Repatriation via Foreign Triangular Reorganizations
- Rollout: July 2, 2018
- LB&I summary: In December 2016, the IRS issued Notice 2016-73 (“the Notice”), which curtails the claimed “tax-free” repatriation of basis and untaxed CFC earnings following the use of certain foreign triangular reorganization transactions. The goal of the campaign is to identify and challenge these transactions by educating and assisting examination teams in audits of these repatriations.
Section 956 Avoidance
- Rollout: November 3, 2017
- LB&I summary: If a Controlled Foreign Corporation (CFC) makes a loan to its US parent, Section 956 generally requires an income inclusion equal to the amount of the loan. This campaign focuses on situations where a CFC loans funds to a US Parent (USP), but nevertheless does not include a Section 956 amount in income. The goal of this campaign is to determine to what extent taxpayers are utilizing cash pooling arrangements and other strategies to improperly avoid the tax consequences of Section 956. The treatment stream for this campaign is issue based examinations.
- Relevant LB&I Practice Units: “Calculation of the IRC 956 Inclusion” (December 13, 2017).

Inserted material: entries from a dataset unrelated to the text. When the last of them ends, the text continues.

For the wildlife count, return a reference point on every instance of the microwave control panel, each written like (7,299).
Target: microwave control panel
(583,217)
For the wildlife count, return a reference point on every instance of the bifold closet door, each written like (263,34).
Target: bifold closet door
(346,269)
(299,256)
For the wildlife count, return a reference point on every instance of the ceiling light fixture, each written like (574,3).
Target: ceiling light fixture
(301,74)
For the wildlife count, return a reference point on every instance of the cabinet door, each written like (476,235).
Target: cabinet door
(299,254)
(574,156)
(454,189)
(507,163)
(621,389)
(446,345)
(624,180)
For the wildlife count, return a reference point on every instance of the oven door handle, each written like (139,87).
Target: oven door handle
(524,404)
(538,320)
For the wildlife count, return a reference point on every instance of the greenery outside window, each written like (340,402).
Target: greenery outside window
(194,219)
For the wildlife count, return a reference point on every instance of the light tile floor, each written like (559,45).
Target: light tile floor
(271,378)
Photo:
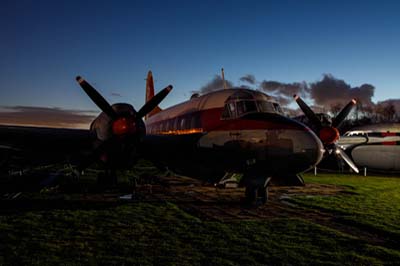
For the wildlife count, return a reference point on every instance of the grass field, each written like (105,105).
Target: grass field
(363,229)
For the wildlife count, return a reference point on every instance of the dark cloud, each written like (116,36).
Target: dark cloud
(284,92)
(116,94)
(45,116)
(330,91)
(282,100)
(394,102)
(249,78)
(285,89)
(215,84)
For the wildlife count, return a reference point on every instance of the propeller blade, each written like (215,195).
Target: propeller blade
(343,114)
(308,112)
(96,97)
(340,152)
(154,102)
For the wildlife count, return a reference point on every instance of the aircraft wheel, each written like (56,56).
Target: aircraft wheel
(250,194)
(263,194)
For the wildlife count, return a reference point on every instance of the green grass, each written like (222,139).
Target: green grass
(162,233)
(370,202)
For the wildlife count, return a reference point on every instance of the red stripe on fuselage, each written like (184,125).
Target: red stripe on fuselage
(389,143)
(210,120)
(388,134)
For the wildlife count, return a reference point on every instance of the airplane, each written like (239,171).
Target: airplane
(375,147)
(232,130)
(327,129)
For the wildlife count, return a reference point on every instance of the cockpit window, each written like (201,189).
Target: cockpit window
(244,107)
(245,102)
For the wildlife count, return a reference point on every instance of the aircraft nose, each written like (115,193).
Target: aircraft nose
(307,148)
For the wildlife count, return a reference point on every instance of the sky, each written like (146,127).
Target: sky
(44,45)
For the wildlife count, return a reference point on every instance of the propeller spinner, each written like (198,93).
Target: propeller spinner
(329,134)
(126,126)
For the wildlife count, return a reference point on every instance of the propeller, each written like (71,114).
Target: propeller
(127,127)
(328,132)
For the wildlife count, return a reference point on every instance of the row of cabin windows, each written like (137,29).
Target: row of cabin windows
(178,123)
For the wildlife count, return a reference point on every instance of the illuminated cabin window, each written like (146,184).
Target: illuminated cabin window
(187,124)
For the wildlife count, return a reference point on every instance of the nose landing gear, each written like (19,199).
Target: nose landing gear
(257,194)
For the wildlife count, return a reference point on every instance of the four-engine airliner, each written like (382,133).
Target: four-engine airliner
(235,130)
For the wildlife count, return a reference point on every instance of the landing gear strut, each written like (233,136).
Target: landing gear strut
(257,194)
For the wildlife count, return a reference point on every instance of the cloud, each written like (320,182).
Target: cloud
(249,78)
(285,89)
(284,92)
(215,84)
(116,94)
(394,102)
(46,116)
(330,91)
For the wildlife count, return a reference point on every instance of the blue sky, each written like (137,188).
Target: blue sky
(45,44)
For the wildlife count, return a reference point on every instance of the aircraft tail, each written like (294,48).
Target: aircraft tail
(150,94)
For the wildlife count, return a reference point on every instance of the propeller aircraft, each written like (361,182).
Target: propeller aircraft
(232,130)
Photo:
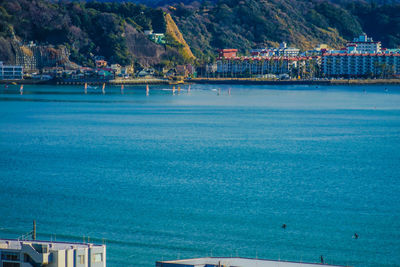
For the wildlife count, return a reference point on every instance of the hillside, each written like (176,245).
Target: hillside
(193,29)
(115,31)
(246,24)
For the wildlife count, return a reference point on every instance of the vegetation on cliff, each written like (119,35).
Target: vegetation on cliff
(193,29)
(247,24)
(112,30)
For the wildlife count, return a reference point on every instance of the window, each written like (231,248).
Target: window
(97,257)
(81,259)
(10,256)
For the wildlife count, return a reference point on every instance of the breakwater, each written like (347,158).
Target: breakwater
(245,81)
(238,81)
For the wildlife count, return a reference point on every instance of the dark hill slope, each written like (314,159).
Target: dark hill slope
(112,30)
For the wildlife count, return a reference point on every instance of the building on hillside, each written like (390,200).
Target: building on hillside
(158,38)
(34,57)
(281,51)
(17,253)
(8,72)
(363,45)
(360,65)
(234,262)
(101,63)
(227,53)
(259,66)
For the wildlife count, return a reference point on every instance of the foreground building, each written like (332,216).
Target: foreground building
(282,51)
(361,65)
(261,66)
(8,72)
(233,262)
(16,253)
(361,58)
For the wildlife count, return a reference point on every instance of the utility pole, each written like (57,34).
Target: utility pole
(34,230)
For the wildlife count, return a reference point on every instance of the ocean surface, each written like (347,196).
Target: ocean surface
(206,173)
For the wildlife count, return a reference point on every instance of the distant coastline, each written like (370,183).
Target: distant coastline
(242,81)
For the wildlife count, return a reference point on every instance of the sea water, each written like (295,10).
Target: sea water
(205,173)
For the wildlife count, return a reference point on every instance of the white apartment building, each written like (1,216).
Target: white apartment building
(281,51)
(16,253)
(8,72)
(363,44)
(353,65)
(246,66)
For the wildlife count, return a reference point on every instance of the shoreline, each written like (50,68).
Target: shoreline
(239,81)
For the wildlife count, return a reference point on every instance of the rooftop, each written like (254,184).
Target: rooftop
(17,244)
(236,262)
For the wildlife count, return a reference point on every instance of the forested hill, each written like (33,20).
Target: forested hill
(88,29)
(115,29)
(246,24)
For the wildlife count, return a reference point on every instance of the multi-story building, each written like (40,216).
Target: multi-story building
(363,44)
(34,57)
(281,51)
(8,72)
(249,66)
(227,53)
(353,65)
(17,253)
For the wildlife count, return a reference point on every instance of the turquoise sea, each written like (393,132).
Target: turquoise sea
(198,174)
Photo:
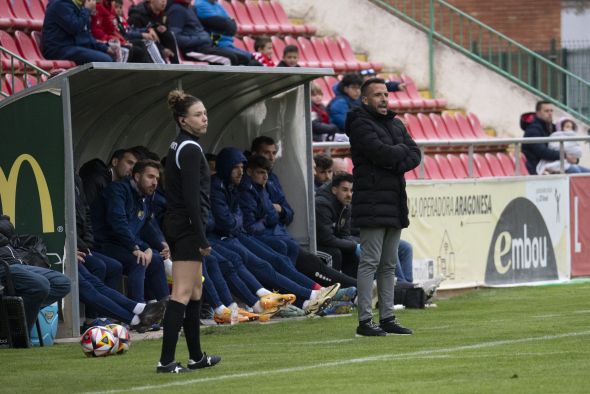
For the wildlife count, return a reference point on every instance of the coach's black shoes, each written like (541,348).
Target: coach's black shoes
(368,328)
(205,362)
(173,367)
(391,326)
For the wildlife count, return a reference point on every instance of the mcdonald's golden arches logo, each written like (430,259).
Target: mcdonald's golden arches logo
(8,191)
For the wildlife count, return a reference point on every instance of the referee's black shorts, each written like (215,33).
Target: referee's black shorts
(181,238)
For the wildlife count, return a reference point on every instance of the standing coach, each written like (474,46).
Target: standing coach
(382,152)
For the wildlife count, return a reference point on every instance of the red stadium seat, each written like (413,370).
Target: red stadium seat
(7,41)
(444,166)
(349,55)
(271,18)
(414,127)
(507,163)
(337,56)
(258,19)
(283,19)
(411,175)
(431,168)
(36,36)
(324,56)
(244,17)
(458,167)
(278,45)
(482,165)
(453,128)
(14,85)
(20,11)
(427,127)
(245,25)
(465,160)
(440,127)
(495,164)
(312,57)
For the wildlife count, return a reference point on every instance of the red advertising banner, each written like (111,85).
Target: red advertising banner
(580,225)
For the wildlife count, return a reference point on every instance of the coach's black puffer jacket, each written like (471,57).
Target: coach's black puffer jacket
(382,152)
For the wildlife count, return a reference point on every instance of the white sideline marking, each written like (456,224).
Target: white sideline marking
(361,360)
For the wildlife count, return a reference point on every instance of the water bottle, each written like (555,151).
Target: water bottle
(234,314)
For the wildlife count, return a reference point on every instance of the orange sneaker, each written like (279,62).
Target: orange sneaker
(274,301)
(251,316)
(225,317)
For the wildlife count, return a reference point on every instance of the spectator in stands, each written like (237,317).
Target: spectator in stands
(380,145)
(272,269)
(261,221)
(126,231)
(542,126)
(110,303)
(104,29)
(266,146)
(322,172)
(565,127)
(96,176)
(263,51)
(66,33)
(222,28)
(348,93)
(392,86)
(147,21)
(38,286)
(321,127)
(192,37)
(290,57)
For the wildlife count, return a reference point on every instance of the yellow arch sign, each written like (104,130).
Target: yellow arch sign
(8,191)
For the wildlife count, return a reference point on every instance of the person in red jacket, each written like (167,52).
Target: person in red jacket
(104,29)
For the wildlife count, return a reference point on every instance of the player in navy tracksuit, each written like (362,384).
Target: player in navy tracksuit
(272,269)
(261,221)
(127,232)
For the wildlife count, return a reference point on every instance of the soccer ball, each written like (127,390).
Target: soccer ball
(123,336)
(98,342)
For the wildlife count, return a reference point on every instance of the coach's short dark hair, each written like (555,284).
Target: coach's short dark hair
(256,161)
(369,82)
(341,177)
(540,104)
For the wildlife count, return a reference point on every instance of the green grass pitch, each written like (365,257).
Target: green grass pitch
(509,340)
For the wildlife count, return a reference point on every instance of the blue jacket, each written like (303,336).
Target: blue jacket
(277,196)
(205,9)
(66,25)
(339,107)
(260,217)
(536,152)
(127,219)
(184,23)
(225,198)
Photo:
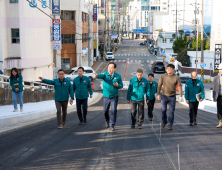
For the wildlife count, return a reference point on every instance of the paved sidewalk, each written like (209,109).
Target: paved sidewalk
(33,113)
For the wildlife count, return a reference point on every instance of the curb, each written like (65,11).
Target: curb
(9,124)
(206,108)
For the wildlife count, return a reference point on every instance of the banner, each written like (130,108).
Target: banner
(56,7)
(217,57)
(94,43)
(95,12)
(56,31)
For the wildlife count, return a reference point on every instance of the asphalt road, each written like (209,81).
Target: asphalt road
(91,146)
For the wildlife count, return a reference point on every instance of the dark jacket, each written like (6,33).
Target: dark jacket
(216,87)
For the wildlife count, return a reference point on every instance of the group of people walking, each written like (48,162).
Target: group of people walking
(141,91)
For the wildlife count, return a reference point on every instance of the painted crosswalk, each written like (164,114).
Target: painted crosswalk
(130,61)
(138,55)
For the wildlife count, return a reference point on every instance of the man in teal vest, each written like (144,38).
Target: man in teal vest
(192,88)
(138,87)
(63,89)
(82,88)
(112,82)
(152,90)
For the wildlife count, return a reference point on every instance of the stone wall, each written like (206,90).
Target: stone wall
(28,96)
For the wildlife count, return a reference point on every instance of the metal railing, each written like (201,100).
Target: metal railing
(33,86)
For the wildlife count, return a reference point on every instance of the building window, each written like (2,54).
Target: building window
(13,1)
(65,63)
(68,38)
(68,15)
(15,36)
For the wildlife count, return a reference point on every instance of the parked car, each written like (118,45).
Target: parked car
(73,73)
(110,56)
(158,67)
(184,79)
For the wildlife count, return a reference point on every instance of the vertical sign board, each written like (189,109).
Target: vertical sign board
(94,43)
(95,12)
(56,7)
(56,31)
(217,57)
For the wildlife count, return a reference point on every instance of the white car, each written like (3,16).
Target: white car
(110,56)
(73,73)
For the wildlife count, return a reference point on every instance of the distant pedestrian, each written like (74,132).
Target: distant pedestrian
(112,82)
(63,89)
(82,88)
(16,83)
(155,52)
(138,87)
(217,94)
(193,88)
(152,90)
(169,81)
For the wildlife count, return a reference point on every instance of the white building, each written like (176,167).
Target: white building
(25,41)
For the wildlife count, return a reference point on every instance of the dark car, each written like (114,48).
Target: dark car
(142,43)
(184,79)
(158,67)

Section 965 Transition Tax
- Rollout: July 2, 2018
LB&I summary: Section 965 requires United States shareholders to pay a transition tax on the untaxed foreign earnings of certain specified foreign corporations as if those earnings had been repatriated to the United States. Taxpayers may elect to pay the transition tax in installments over an eight-year period. For some taxpayers, some or all of the tax will be due on their 2017 income tax return. The tax is payable as of the due date of the return (without extensions).
- Earlier this year, LB&I engaged in an outreach campaign to leverage the reach of trade groups, advisors and other outside stakeholders to raise awareness of filing and payment obligations under this provision. The external communication was circulated through stakeholder channels in April 2018.